The prolific Lewandowski won the award for the second straight year after a season in which he beat Gerd Mueller’s 49-year old record of 40 goals in a single Bundesliga campaign.

“Robert is someone special. He is the greatest footballer in the history of our country. The best Polish ambassador and a role model for young people, not only those playing football,” said Polish Prime Minister Mateusz Morawiecki on Facebook.

The 27-year-old Putellas was at the heart of the Barcelona women’s team which won the Spanish league and the UEFA Champions League.

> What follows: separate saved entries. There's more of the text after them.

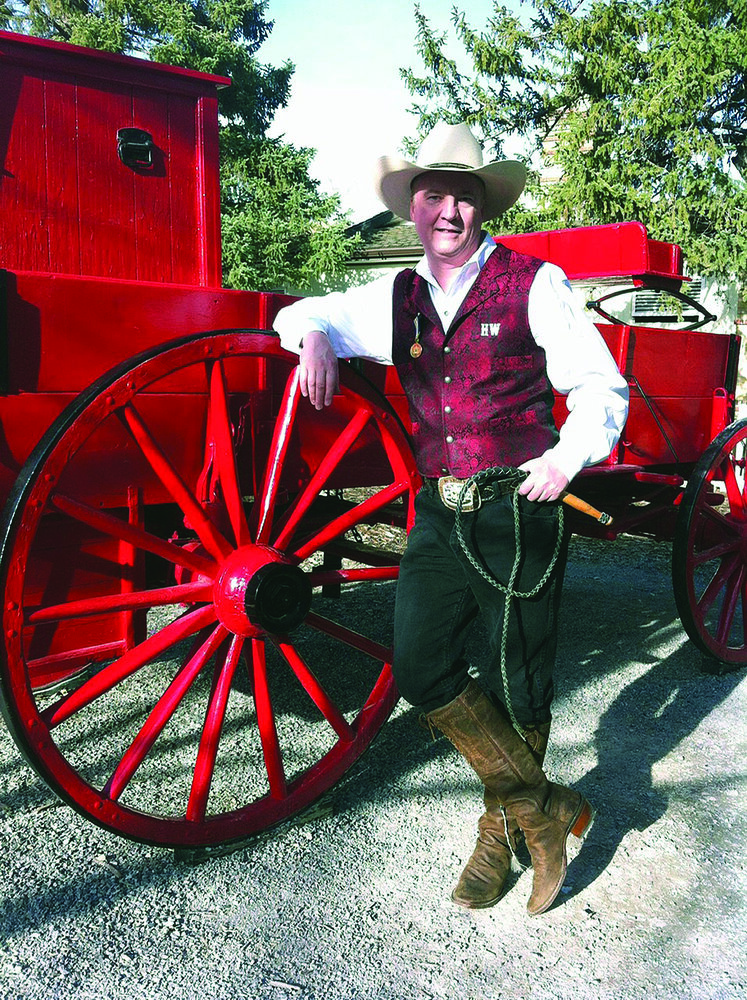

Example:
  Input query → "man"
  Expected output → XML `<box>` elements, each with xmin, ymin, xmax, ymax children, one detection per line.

<box><xmin>274</xmin><ymin>121</ymin><xmax>628</xmax><ymax>915</ymax></box>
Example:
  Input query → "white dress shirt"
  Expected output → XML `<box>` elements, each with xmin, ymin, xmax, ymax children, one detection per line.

<box><xmin>274</xmin><ymin>234</ymin><xmax>629</xmax><ymax>482</ymax></box>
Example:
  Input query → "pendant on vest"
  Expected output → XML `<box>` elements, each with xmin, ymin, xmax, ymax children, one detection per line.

<box><xmin>410</xmin><ymin>314</ymin><xmax>422</xmax><ymax>359</ymax></box>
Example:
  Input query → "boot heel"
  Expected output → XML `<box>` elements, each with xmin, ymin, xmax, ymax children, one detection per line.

<box><xmin>571</xmin><ymin>799</ymin><xmax>595</xmax><ymax>840</ymax></box>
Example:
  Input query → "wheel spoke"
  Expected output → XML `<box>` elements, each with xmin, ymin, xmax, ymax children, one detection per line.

<box><xmin>293</xmin><ymin>481</ymin><xmax>410</xmax><ymax>560</ymax></box>
<box><xmin>272</xmin><ymin>408</ymin><xmax>372</xmax><ymax>549</ymax></box>
<box><xmin>251</xmin><ymin>638</ymin><xmax>287</xmax><ymax>799</ymax></box>
<box><xmin>105</xmin><ymin>624</ymin><xmax>229</xmax><ymax>801</ymax></box>
<box><xmin>187</xmin><ymin>634</ymin><xmax>245</xmax><ymax>821</ymax></box>
<box><xmin>255</xmin><ymin>368</ymin><xmax>301</xmax><ymax>544</ymax></box>
<box><xmin>41</xmin><ymin>604</ymin><xmax>217</xmax><ymax>727</ymax></box>
<box><xmin>305</xmin><ymin>611</ymin><xmax>393</xmax><ymax>663</ymax></box>
<box><xmin>309</xmin><ymin>566</ymin><xmax>399</xmax><ymax>588</ymax></box>
<box><xmin>695</xmin><ymin>551</ymin><xmax>741</xmax><ymax>617</ymax></box>
<box><xmin>120</xmin><ymin>403</ymin><xmax>232</xmax><ymax>562</ymax></box>
<box><xmin>209</xmin><ymin>361</ymin><xmax>250</xmax><ymax>548</ymax></box>
<box><xmin>695</xmin><ymin>500</ymin><xmax>741</xmax><ymax>535</ymax></box>
<box><xmin>270</xmin><ymin>636</ymin><xmax>354</xmax><ymax>741</ymax></box>
<box><xmin>722</xmin><ymin>454</ymin><xmax>747</xmax><ymax>518</ymax></box>
<box><xmin>716</xmin><ymin>564</ymin><xmax>746</xmax><ymax>645</ymax></box>
<box><xmin>51</xmin><ymin>495</ymin><xmax>216</xmax><ymax>576</ymax></box>
<box><xmin>27</xmin><ymin>580</ymin><xmax>212</xmax><ymax>624</ymax></box>
<box><xmin>691</xmin><ymin>536</ymin><xmax>741</xmax><ymax>567</ymax></box>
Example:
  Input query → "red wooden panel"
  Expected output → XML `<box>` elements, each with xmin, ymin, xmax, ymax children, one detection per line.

<box><xmin>196</xmin><ymin>94</ymin><xmax>223</xmax><ymax>286</ymax></box>
<box><xmin>0</xmin><ymin>393</ymin><xmax>78</xmax><ymax>501</ymax></box>
<box><xmin>3</xmin><ymin>270</ymin><xmax>270</xmax><ymax>393</ymax></box>
<box><xmin>0</xmin><ymin>67</ymin><xmax>51</xmax><ymax>270</ymax></box>
<box><xmin>42</xmin><ymin>73</ymin><xmax>83</xmax><ymax>274</ymax></box>
<box><xmin>130</xmin><ymin>85</ymin><xmax>174</xmax><ymax>283</ymax></box>
<box><xmin>498</xmin><ymin>222</ymin><xmax>685</xmax><ymax>282</ymax></box>
<box><xmin>552</xmin><ymin>392</ymin><xmax>718</xmax><ymax>467</ymax></box>
<box><xmin>599</xmin><ymin>324</ymin><xmax>733</xmax><ymax>399</ymax></box>
<box><xmin>167</xmin><ymin>92</ymin><xmax>201</xmax><ymax>284</ymax></box>
<box><xmin>76</xmin><ymin>79</ymin><xmax>137</xmax><ymax>278</ymax></box>
<box><xmin>0</xmin><ymin>30</ymin><xmax>228</xmax><ymax>283</ymax></box>
<box><xmin>551</xmin><ymin>324</ymin><xmax>735</xmax><ymax>467</ymax></box>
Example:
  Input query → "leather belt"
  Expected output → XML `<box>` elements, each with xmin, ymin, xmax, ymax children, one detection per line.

<box><xmin>423</xmin><ymin>473</ymin><xmax>522</xmax><ymax>512</ymax></box>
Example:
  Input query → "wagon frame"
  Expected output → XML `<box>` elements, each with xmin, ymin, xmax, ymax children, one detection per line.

<box><xmin>0</xmin><ymin>30</ymin><xmax>743</xmax><ymax>850</ymax></box>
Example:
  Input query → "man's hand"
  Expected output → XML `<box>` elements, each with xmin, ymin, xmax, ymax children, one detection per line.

<box><xmin>518</xmin><ymin>454</ymin><xmax>569</xmax><ymax>502</ymax></box>
<box><xmin>299</xmin><ymin>330</ymin><xmax>339</xmax><ymax>410</ymax></box>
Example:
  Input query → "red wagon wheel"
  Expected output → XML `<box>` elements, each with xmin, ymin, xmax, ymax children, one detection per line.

<box><xmin>0</xmin><ymin>331</ymin><xmax>419</xmax><ymax>847</ymax></box>
<box><xmin>673</xmin><ymin>417</ymin><xmax>747</xmax><ymax>666</ymax></box>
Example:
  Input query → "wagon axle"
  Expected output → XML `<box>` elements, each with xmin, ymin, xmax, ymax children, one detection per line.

<box><xmin>213</xmin><ymin>545</ymin><xmax>312</xmax><ymax>637</ymax></box>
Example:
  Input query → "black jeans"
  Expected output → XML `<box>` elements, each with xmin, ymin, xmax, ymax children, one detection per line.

<box><xmin>392</xmin><ymin>484</ymin><xmax>568</xmax><ymax>727</ymax></box>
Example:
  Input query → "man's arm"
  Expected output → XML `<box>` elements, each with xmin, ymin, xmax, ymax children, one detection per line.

<box><xmin>519</xmin><ymin>262</ymin><xmax>629</xmax><ymax>501</ymax></box>
<box><xmin>273</xmin><ymin>273</ymin><xmax>398</xmax><ymax>408</ymax></box>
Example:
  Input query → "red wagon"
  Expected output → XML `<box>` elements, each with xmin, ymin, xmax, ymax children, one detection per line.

<box><xmin>0</xmin><ymin>31</ymin><xmax>742</xmax><ymax>850</ymax></box>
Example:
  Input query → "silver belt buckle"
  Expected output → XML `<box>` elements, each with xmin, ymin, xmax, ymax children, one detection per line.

<box><xmin>437</xmin><ymin>476</ymin><xmax>480</xmax><ymax>512</ymax></box>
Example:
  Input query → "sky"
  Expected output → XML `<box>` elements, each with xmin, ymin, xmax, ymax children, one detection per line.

<box><xmin>259</xmin><ymin>0</ymin><xmax>501</xmax><ymax>221</ymax></box>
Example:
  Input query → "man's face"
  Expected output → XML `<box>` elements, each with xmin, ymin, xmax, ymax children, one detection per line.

<box><xmin>410</xmin><ymin>172</ymin><xmax>485</xmax><ymax>269</ymax></box>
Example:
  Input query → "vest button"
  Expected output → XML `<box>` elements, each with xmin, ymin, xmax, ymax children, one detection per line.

<box><xmin>444</xmin><ymin>346</ymin><xmax>451</xmax><ymax>354</ymax></box>
<box><xmin>446</xmin><ymin>435</ymin><xmax>454</xmax><ymax>443</ymax></box>
<box><xmin>444</xmin><ymin>405</ymin><xmax>452</xmax><ymax>414</ymax></box>
<box><xmin>444</xmin><ymin>376</ymin><xmax>452</xmax><ymax>383</ymax></box>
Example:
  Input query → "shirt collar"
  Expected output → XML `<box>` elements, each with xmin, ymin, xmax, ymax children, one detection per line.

<box><xmin>415</xmin><ymin>232</ymin><xmax>497</xmax><ymax>289</ymax></box>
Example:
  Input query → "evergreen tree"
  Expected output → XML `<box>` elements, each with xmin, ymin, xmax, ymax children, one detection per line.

<box><xmin>403</xmin><ymin>0</ymin><xmax>747</xmax><ymax>280</ymax></box>
<box><xmin>2</xmin><ymin>0</ymin><xmax>357</xmax><ymax>292</ymax></box>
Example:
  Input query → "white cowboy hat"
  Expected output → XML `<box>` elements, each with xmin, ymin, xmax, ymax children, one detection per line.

<box><xmin>372</xmin><ymin>121</ymin><xmax>526</xmax><ymax>221</ymax></box>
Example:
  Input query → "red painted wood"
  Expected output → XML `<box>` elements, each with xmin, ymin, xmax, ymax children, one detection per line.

<box><xmin>129</xmin><ymin>85</ymin><xmax>175</xmax><ymax>283</ymax></box>
<box><xmin>0</xmin><ymin>67</ymin><xmax>51</xmax><ymax>269</ymax></box>
<box><xmin>2</xmin><ymin>270</ymin><xmax>270</xmax><ymax>393</ymax></box>
<box><xmin>497</xmin><ymin>221</ymin><xmax>686</xmax><ymax>282</ymax></box>
<box><xmin>0</xmin><ymin>30</ymin><xmax>227</xmax><ymax>283</ymax></box>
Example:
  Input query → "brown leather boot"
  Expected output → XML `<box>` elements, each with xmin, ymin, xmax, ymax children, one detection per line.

<box><xmin>426</xmin><ymin>680</ymin><xmax>593</xmax><ymax>915</ymax></box>
<box><xmin>450</xmin><ymin>722</ymin><xmax>550</xmax><ymax>909</ymax></box>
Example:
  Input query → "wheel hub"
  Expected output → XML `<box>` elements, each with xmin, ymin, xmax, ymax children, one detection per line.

<box><xmin>214</xmin><ymin>545</ymin><xmax>312</xmax><ymax>636</ymax></box>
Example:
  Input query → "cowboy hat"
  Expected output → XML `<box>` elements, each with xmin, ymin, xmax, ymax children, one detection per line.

<box><xmin>372</xmin><ymin>121</ymin><xmax>526</xmax><ymax>221</ymax></box>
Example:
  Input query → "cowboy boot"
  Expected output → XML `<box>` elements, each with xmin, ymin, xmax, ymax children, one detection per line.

<box><xmin>427</xmin><ymin>680</ymin><xmax>593</xmax><ymax>916</ymax></box>
<box><xmin>450</xmin><ymin>722</ymin><xmax>550</xmax><ymax>909</ymax></box>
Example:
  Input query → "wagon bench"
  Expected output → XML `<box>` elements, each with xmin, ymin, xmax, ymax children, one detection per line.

<box><xmin>0</xmin><ymin>30</ymin><xmax>742</xmax><ymax>850</ymax></box>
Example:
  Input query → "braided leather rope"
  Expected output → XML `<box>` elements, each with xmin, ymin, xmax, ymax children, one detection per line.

<box><xmin>453</xmin><ymin>467</ymin><xmax>565</xmax><ymax>733</ymax></box>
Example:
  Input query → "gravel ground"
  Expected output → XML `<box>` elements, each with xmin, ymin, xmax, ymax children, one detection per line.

<box><xmin>0</xmin><ymin>533</ymin><xmax>745</xmax><ymax>1000</ymax></box>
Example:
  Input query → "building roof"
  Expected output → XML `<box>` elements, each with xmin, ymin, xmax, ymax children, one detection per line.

<box><xmin>345</xmin><ymin>211</ymin><xmax>423</xmax><ymax>267</ymax></box>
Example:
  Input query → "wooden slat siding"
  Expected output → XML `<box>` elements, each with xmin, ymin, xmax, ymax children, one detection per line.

<box><xmin>195</xmin><ymin>92</ymin><xmax>223</xmax><ymax>286</ymax></box>
<box><xmin>167</xmin><ymin>91</ymin><xmax>201</xmax><ymax>285</ymax></box>
<box><xmin>44</xmin><ymin>72</ymin><xmax>83</xmax><ymax>275</ymax></box>
<box><xmin>76</xmin><ymin>78</ymin><xmax>136</xmax><ymax>278</ymax></box>
<box><xmin>131</xmin><ymin>85</ymin><xmax>174</xmax><ymax>283</ymax></box>
<box><xmin>0</xmin><ymin>30</ymin><xmax>229</xmax><ymax>283</ymax></box>
<box><xmin>0</xmin><ymin>68</ymin><xmax>51</xmax><ymax>270</ymax></box>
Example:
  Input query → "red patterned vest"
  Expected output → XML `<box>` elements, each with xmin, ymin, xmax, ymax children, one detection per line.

<box><xmin>392</xmin><ymin>243</ymin><xmax>558</xmax><ymax>478</ymax></box>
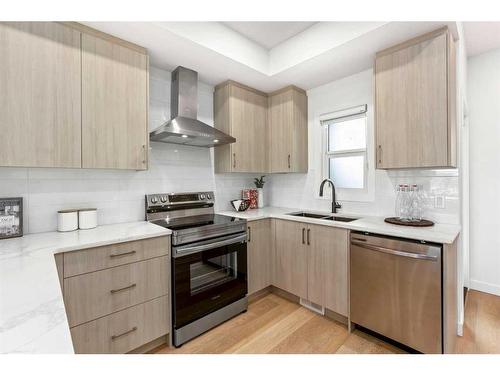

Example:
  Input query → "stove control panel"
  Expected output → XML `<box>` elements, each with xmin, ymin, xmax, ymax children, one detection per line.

<box><xmin>146</xmin><ymin>191</ymin><xmax>215</xmax><ymax>209</ymax></box>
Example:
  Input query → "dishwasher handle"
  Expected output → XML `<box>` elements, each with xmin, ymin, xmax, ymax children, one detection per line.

<box><xmin>351</xmin><ymin>239</ymin><xmax>439</xmax><ymax>261</ymax></box>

Chelsea won both the awards for best coach, with Thomas Tuchel winning the men’s award and Emma Hayes named the best women’s coach.

Tuchel had guided Chelsea to the Champions League title after taking over the club in January while Hayes won the Women’s Super League, FA Cup and League Cup treble in England.

The West London club enjoyed further recognition with their Senegal international Edouard Mendy winning the Best Men’s Goalkeeper award.

Chile and Olympique Lyonnais’ Christiane Endler was named The Best Women’s Goalkeeper.

The Puskas Award for best goal of the year was won by Argentine Erik Lamela, now with Spanish club Sevilla, for his goal for Tottenham Hotspur against Arsenal.

The Denmark national team and their medical staff won the Fair Play award for their swift response after Christian Eriksen collapsed on the field during the Euro 2020 game with Finland.